° 𐐪𐑂 ♡ 𐐪𐑂 𝟐𝟒 𐐪𐑂 ♡ 𐐪𐑂 °

152 15 0
                                    

*1 ay sonra*

"Jeongin, yemek hazır." Araladığım kapıdan başımı sokup konuştuğumda sevgilim dönüp bakmamıştı bile. 

"Bu test bitsin, geleceğim." Bu cevabı alacağımı biliyordum, her seferinde bir umutla gidiyordum yanına ama bir şey değişmiyordu. Omuzlarımı düşürüp tamamen içeri girdim, hala dikkatini çekebilmiş değildim. Sorulara fazla dalmıştı. 

"Hep böyle diyorsun, kalk hadi." 

"Üç sorum kaldı sadece." Yine yüzüme bakmadan, artık sinirleniyordum. 

"Tamam o zaman," dedim masanın yanına iyice yaklaşarak. "Bekliyorum o üç sorunun bitmesini, çöz çabuk." Bu sefer kaşları çatılmış bir şekilde baktı bana. "Neden bekleyecekmişsin?" 
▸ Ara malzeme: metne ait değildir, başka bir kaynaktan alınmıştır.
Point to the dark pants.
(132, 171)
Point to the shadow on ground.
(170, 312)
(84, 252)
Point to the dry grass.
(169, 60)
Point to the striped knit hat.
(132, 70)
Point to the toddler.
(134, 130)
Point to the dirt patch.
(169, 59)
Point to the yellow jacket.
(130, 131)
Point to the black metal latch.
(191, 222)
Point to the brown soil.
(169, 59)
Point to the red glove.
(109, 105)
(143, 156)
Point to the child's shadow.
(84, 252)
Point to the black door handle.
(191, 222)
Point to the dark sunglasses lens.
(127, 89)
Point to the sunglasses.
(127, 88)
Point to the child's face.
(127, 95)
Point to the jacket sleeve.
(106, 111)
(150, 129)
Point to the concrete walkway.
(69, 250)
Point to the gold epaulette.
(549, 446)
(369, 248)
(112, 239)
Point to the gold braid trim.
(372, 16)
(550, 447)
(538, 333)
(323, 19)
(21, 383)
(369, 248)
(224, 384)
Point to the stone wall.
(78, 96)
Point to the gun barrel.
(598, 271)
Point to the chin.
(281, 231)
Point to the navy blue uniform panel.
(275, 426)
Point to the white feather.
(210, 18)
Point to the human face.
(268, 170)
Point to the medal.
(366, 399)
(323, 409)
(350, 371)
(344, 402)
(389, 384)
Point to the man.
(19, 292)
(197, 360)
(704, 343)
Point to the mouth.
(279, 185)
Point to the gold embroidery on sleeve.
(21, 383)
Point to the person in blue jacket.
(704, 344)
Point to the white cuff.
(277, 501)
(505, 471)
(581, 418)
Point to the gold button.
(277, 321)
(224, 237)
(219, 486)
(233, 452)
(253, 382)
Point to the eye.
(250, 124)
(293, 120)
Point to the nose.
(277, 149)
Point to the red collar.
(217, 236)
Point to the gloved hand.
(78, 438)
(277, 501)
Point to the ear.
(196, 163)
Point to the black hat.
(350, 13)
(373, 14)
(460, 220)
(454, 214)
"Çünkü artık hayatın ders çalışmaktan başka bir şey olmamaya başladı. Ne zaman yemek yesek, bir şey yapacak olsak bu son test, bu son soru diye geçiştiriyorsun bizi." Bakışlarım düştü. "Neden bizimle vakit geçirmek istemiyorsun?"

Onun beni sevmeyi bıraktığı ihtimalini düşünmek istemiyordum. Böyle düşünmek bana bencillik gibi geliyordu bir yerde aslında çünkü Jeongin annesini kaybetmişti, hayatında büyük bir boşluk vardı ve onu ders çalışarak kapatmaya çalışıyordu, farkındaydım. 

"Bunun sizinle alakası yok, özür dilerim." Yumuşayan bakışları beni rahatlattı, sandalyenin önünde eğildim. 

"Bak farkındayım, gerçekten farkındayım. Kendini meşgul etmeye çalışıyorsun ve yapabileceğin en iyi şey ders çalışmak gibi geliyor sana ama ben de buradayım Jeongin." 

Sesimdeki kırgınlığı saklayamadım. 

"Hastaneden çıktığından beri doğru düzgün konuşamıyoruz bile, sabahtan akşama kadar ders çalışıyorsun ve odadan neredeyse hiç çıkmıyorsun. Senin için endişeleniyorum, bencil olmak istemiyorum ama... Bizim için de endişeleniyorum."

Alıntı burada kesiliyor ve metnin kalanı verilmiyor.